REDD atau Reduction of Emissions from Deforestation and Forest Degradation adalah sebuah program pengurangan deforestasi atau degradasi hutan dengan tujuan mengurangi emisi yang disebabkan oleh kerusakan hutan. Di Indonesia, REDD masih merupakan sesuatu yang terbilang asing—bahkan bagi segelintir aktivis lingkungan—kendati penerapannya telah mulai dilakukan secara bertahap.

I. Bagaimana Situasi Hutan
Selama ini setiap tulisan tentang kehutanan dimulai dengan posisi normative hutan sebagai sumber kehidupan, sebuah keindahan yang harmonis dan mempertahankan kehidupan manusia.
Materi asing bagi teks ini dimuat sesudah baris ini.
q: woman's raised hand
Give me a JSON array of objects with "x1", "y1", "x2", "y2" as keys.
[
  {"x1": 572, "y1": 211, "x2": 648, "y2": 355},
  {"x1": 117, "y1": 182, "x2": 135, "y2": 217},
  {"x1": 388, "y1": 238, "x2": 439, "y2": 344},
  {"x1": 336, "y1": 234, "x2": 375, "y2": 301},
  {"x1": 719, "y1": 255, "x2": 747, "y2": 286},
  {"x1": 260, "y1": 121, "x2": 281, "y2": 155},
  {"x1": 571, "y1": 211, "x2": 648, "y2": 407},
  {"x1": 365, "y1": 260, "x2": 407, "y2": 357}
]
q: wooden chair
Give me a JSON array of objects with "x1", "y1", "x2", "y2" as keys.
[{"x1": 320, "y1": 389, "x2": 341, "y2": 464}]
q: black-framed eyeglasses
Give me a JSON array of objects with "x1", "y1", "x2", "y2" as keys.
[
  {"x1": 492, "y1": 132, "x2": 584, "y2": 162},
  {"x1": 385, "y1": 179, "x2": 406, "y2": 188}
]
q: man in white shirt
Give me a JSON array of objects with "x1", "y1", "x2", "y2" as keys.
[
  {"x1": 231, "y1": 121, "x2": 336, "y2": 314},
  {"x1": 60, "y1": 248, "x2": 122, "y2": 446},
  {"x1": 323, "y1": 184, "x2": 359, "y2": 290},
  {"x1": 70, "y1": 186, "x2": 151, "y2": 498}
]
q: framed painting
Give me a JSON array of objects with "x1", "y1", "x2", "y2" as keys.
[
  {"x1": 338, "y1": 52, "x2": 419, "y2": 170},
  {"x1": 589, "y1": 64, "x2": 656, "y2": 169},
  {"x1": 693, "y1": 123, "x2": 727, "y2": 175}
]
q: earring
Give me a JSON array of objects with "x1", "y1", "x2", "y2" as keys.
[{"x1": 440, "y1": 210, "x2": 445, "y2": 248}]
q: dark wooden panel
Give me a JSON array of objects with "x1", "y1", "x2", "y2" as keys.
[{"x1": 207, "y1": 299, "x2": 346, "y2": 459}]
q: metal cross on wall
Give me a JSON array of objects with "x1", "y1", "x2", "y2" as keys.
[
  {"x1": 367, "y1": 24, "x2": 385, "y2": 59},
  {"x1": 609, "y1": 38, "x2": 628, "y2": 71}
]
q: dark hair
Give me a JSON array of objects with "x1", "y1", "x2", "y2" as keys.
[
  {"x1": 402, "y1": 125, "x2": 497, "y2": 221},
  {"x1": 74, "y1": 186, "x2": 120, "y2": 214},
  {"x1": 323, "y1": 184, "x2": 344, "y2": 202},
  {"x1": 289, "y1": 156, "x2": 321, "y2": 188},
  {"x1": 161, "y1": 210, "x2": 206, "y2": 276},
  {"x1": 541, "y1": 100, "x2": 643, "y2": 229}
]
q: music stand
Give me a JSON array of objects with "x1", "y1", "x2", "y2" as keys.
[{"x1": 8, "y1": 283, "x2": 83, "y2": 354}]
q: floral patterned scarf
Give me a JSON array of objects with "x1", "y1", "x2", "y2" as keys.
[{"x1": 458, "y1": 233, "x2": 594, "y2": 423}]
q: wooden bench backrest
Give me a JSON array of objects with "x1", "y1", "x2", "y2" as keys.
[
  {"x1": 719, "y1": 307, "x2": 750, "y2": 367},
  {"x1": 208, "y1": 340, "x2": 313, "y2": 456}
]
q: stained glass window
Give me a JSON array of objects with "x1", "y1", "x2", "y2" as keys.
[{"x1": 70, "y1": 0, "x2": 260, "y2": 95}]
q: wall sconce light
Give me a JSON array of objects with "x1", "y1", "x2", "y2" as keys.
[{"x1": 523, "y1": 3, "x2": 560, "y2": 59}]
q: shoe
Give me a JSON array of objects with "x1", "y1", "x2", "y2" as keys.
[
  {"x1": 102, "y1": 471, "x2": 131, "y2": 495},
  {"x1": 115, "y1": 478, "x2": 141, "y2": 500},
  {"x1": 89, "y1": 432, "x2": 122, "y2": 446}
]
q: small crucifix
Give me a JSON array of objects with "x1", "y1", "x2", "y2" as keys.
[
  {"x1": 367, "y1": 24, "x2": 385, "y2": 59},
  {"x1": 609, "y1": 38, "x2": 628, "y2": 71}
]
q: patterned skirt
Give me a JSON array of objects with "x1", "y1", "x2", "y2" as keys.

Tetapi sepuluh tahun belakangan ini, pembicaraan tentang hutan didominasi dengan gugatan terhadap menurunnya kualitas hutan (Degradasi) dan habisnya hutan (Deforestasi), serta isu social dan masalah ikutan seperti konflik penguasaan yang mengantarkan pada kemiskinan. Pada kazanah kebijakan kehutanan Indonesia, hutan didevinisikan dalam pendekatan natural dan politik. Dalam pendekatan natural hutan diartikan sebagai suatu kesatuan ekosistem berupa hamparan lahan berisi sumber daya alam hayati yang didominasi pepohonan dalam persekutuan alam lingkungannya, yang satu dengan lainnya tidak dapat dipisahkan. Dalam pengertian politik hutan diartikan dalam lingkup kawasan hutan yang merupakan wilayah tertentu yang ditunjuk dan atau ditetapkan oleh pemerintah untuk dipertahankan keberadaannya sebagai hutan tetap. Konsekuensi langsung pemakaian devinisi natural dan politik ini, hutan di Indonesia dapat berupa hamparan yang tidak terdapat pohonnya.
Sejak lama pendefinisian hutan dalam pendekatan natural dan politik membawa beban yang tidak sedikit bagi Departemen Kehutanan sebagai pemangku urusan kehutanan. Kerapkali keterbatasan personil dan anggaran menjadi kambing hitam yang paling baik untuk menyandangkan segala kesalahan dalam pengelolaan hutan yang berujung pada degradasi dan deforestasi hutan beserta dengan masalah social ikutan. Luasan klaim pemangkuan ini mencapai 120 juta hektar lebih kawasan hutan dengan tingkat pengukuhan yang syah dan legitimate baru mendekati 10 % saja (Icraf 2006).
Saat ini, sektor kehutanan mengahadapi tekanan dari sector lain (eksternal) maupun menghadapai masalah-masalah internal. Tekanan sector eksternal setidaknya
disebabkan oleh, pertama luasnya klaim kehutanan terhadap bentang bumi Indonesia yang disebabkan oleh devinisi politik kawasan hutan, kedua karena pesatnya laju ekspansi usaha sector lain. Tekanan sector eksternal itu dating dari sector perkebunan dan sector pertambangan. Tiga tahun terakhir, sector perkebunan, terutama perkebunan kelapa sawit mengalami percepatan pertumbuhan-luasan yang signifikan. Sawit Watch mencatat, pada tahun 2006,perkebunan sawit telah eksis seluas kurang lebih 6.495.147 Ha.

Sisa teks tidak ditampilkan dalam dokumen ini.